193. A VOLTAIRE.
Remusberg, 13 octobre 1742.
J'étais justement occupé à la lecture de cette histoirea réfléchie, impartiale, dépouillée de tous les détails inutiles, lorsque je reçus votre lettre. La première espérance que je conçus fut de recevoir la suite des cahiers. Le peu que j'en ai me fait naître le désir d'en avoir davantage. Il n'y a point d'ouvrage chez les anciens qui soit aussi capable que le vôtre de donner des idées justes, de former le goût, d'adoucir et de polir les mœurs. Il sera l'ornement de notre siècle, et un monument qui attestera à la postérité la supériorité du génie des modernes sur les anciens. Cicéron disait qu'il ne concevait pas comment les augures faisaient pour s'empêcher de rire quand ils se regardaient :b vous faites plus, vous mettez au grand jour les ridicules et les fureurs du clergé.

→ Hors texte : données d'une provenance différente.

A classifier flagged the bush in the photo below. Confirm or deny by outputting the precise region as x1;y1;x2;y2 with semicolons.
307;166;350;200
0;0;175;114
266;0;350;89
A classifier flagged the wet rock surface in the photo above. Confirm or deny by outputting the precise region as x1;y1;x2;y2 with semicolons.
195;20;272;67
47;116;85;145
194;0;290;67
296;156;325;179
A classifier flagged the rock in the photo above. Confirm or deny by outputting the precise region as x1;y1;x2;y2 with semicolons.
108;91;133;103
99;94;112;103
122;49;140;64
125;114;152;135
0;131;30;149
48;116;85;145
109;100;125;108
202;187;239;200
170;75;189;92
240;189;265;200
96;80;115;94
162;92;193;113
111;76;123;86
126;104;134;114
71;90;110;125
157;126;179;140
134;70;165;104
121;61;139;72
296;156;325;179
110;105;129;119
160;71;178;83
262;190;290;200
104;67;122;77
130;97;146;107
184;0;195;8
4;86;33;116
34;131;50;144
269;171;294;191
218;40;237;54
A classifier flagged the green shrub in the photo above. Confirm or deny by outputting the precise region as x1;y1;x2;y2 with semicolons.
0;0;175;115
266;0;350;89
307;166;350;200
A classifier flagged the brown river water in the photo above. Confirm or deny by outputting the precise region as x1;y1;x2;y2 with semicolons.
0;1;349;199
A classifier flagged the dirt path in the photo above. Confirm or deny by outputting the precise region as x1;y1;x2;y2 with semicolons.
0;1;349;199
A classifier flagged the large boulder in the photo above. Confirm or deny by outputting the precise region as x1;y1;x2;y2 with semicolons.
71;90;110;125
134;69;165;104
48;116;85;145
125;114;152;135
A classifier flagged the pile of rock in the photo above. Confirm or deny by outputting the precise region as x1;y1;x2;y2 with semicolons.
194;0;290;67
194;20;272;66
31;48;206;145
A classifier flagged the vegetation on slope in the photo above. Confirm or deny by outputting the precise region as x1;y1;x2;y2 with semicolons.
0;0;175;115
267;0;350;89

Le siècle où nous vivons fournit des exemples d'ambition, des exemples de courage, etc.; mais j'ose dire, à son honneur, qu'on n'y voit aucune de ces actions barbares et cruelles qu'on reproche aux précédents; moins de fourberies, moins de fanatisme, plus d'humanité et de politesse. Après la guerre de Pharsale, il n'y eut jamais de plus grands intérêts discutés que dans la guerre présente; il s'agit de la prééminence des deux plus puissantes maisons de l'Europe chrétienne, il s'agit de la ruine de l'une ou de l'autre; ce sont de ces coups de théâtre qui méritent d'être rapportés par votre plume, et de trouver place à la suite de l'histoire que vous vous proposez d'écrire.
Je regrette ces maux dont le monde est couvert,
Ces nœuds que la Discorde a su l'art de dissoudre;
a Essai sur les mœurs et l'esprit des nations. (Note de l'édition de Kehl, t. LXV, p. 134.)
b De la Divination, liv. II, c. 24 : Vetus autem illud Catonis admodun scitum est, qui mirari se ajebat, quod non rideret haruspex, haruspicem quum vidisset.